There may be few generalities you can make about Jost Van Dykians that most islanders will agree with, but one thing is certain: Jost Van Dykians love the sea. An island of just three square miles, residents have had a close relationship with the water ever since the first Amerindian inhabitants paddled to these shores in giant dugout canoes made of Silk Cotton trees and lived on a diet probably dominated by food harvested from the sea.

Fishing and boating have played an important role on Jost Van Dyke, providing islanders with a means for transportation, food, commerce and recreation. For recreation, model toy boats were constructed made of local woods or coconut shells. Starting sometime in the 1940s, islanders recall youths paddling in these bateaux – the French word for boat, which may have been associated with the community of fishermen of French descent on St. Thomas, USVI, where similar vessels were constructed.

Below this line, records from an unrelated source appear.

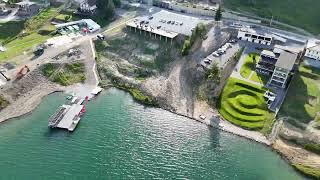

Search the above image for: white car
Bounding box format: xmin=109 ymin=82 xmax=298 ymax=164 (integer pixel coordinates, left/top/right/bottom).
xmin=97 ymin=34 xmax=105 ymax=40
xmin=212 ymin=52 xmax=220 ymax=57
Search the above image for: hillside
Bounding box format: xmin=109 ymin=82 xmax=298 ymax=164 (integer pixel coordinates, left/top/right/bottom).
xmin=224 ymin=0 xmax=320 ymax=35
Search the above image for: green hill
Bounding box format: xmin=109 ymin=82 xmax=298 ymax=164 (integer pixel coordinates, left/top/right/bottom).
xmin=224 ymin=0 xmax=320 ymax=35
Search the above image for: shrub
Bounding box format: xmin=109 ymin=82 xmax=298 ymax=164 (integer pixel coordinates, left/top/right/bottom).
xmin=181 ymin=39 xmax=191 ymax=56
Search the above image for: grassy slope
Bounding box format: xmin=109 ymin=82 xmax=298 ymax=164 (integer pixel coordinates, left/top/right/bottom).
xmin=0 ymin=8 xmax=58 ymax=62
xmin=240 ymin=54 xmax=260 ymax=78
xmin=224 ymin=0 xmax=320 ymax=34
xmin=279 ymin=65 xmax=320 ymax=123
xmin=292 ymin=164 xmax=320 ymax=179
xmin=0 ymin=96 xmax=9 ymax=110
xmin=218 ymin=78 xmax=273 ymax=133
xmin=42 ymin=63 xmax=86 ymax=86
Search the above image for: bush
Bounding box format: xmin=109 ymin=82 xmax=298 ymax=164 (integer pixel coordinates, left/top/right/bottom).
xmin=112 ymin=77 xmax=159 ymax=107
xmin=42 ymin=63 xmax=86 ymax=86
xmin=292 ymin=164 xmax=320 ymax=179
xmin=0 ymin=96 xmax=9 ymax=110
xmin=304 ymin=144 xmax=320 ymax=155
xmin=181 ymin=39 xmax=191 ymax=56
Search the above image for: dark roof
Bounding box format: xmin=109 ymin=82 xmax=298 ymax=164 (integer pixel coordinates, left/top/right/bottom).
xmin=276 ymin=51 xmax=297 ymax=71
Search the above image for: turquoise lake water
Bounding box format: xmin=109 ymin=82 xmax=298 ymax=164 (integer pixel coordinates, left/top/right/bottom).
xmin=0 ymin=89 xmax=304 ymax=180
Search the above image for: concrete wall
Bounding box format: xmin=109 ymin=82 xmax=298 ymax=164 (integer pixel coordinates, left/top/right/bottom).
xmin=237 ymin=31 xmax=272 ymax=45
xmin=168 ymin=3 xmax=216 ymax=17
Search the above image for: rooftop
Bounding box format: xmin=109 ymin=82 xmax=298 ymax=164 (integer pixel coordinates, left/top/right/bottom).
xmin=131 ymin=10 xmax=206 ymax=36
xmin=261 ymin=50 xmax=276 ymax=58
xmin=307 ymin=39 xmax=320 ymax=52
xmin=276 ymin=51 xmax=298 ymax=71
xmin=239 ymin=27 xmax=273 ymax=38
xmin=273 ymin=45 xmax=304 ymax=54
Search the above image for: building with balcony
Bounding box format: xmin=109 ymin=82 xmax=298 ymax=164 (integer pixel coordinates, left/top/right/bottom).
xmin=269 ymin=51 xmax=298 ymax=88
xmin=304 ymin=39 xmax=320 ymax=62
xmin=237 ymin=28 xmax=273 ymax=45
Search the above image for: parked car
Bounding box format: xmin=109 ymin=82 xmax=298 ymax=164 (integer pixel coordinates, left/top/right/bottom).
xmin=97 ymin=34 xmax=105 ymax=40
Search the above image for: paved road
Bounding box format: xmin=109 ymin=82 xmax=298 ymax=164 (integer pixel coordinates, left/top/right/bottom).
xmin=231 ymin=41 xmax=262 ymax=86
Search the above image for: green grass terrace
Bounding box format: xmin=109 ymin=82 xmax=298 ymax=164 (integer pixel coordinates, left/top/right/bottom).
xmin=0 ymin=8 xmax=59 ymax=62
xmin=240 ymin=53 xmax=269 ymax=84
xmin=218 ymin=77 xmax=274 ymax=133
xmin=279 ymin=64 xmax=320 ymax=129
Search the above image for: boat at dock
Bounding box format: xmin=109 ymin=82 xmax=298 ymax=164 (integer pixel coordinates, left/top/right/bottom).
xmin=48 ymin=98 xmax=86 ymax=132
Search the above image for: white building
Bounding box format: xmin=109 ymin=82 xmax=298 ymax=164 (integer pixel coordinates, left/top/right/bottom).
xmin=238 ymin=28 xmax=273 ymax=45
xmin=269 ymin=51 xmax=298 ymax=88
xmin=304 ymin=39 xmax=320 ymax=61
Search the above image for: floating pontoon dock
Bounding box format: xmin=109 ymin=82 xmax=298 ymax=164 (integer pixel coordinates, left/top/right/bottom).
xmin=48 ymin=103 xmax=84 ymax=131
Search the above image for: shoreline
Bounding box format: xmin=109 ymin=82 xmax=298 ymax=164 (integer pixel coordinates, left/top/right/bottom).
xmin=0 ymin=86 xmax=316 ymax=177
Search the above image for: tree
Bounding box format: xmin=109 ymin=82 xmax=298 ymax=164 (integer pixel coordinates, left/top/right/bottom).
xmin=206 ymin=63 xmax=220 ymax=84
xmin=214 ymin=6 xmax=222 ymax=21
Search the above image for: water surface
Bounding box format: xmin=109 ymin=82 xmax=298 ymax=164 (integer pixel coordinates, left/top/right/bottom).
xmin=0 ymin=89 xmax=302 ymax=180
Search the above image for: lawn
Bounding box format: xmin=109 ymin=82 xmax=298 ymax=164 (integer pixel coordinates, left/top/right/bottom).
xmin=0 ymin=21 xmax=24 ymax=44
xmin=0 ymin=8 xmax=59 ymax=62
xmin=279 ymin=64 xmax=320 ymax=123
xmin=223 ymin=0 xmax=320 ymax=34
xmin=240 ymin=53 xmax=260 ymax=78
xmin=250 ymin=71 xmax=270 ymax=84
xmin=218 ymin=78 xmax=273 ymax=133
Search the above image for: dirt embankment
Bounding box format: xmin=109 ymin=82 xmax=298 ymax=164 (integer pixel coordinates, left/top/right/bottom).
xmin=0 ymin=68 xmax=62 ymax=122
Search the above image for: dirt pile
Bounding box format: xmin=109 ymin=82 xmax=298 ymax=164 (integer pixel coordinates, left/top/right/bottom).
xmin=0 ymin=68 xmax=62 ymax=122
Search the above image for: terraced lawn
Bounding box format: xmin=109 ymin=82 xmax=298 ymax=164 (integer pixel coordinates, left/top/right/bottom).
xmin=218 ymin=78 xmax=273 ymax=133
xmin=0 ymin=8 xmax=59 ymax=62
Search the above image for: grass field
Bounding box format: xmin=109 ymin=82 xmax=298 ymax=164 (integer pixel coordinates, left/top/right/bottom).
xmin=223 ymin=0 xmax=320 ymax=34
xmin=250 ymin=71 xmax=270 ymax=84
xmin=240 ymin=53 xmax=269 ymax=84
xmin=0 ymin=21 xmax=24 ymax=44
xmin=0 ymin=96 xmax=9 ymax=110
xmin=0 ymin=8 xmax=59 ymax=62
xmin=240 ymin=54 xmax=260 ymax=78
xmin=218 ymin=78 xmax=273 ymax=133
xmin=279 ymin=64 xmax=320 ymax=123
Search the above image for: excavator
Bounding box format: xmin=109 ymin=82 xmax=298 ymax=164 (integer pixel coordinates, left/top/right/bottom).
xmin=16 ymin=65 xmax=30 ymax=80
xmin=0 ymin=71 xmax=10 ymax=81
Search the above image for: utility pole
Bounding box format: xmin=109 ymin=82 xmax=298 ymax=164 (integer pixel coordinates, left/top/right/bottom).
xmin=270 ymin=15 xmax=273 ymax=27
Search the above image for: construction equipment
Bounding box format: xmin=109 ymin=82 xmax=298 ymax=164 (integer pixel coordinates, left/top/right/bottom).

Around the time that galvanized roofing material was imported to the Virgin Islands (circa World War II), residents began making bateaux by pounding sheets of old galvanized tin into flat panels. Scrap wood would then be used to fashion a transom, bow piece and rails. "We were too poor to buy boats like they have today," recalls island resident Dean Callwood waving his hand towards a line of dinghies and kayaks lining Great Harbor Beach. He fondly remembers paddling out to greet visitors on the first yachts visiting the BVI.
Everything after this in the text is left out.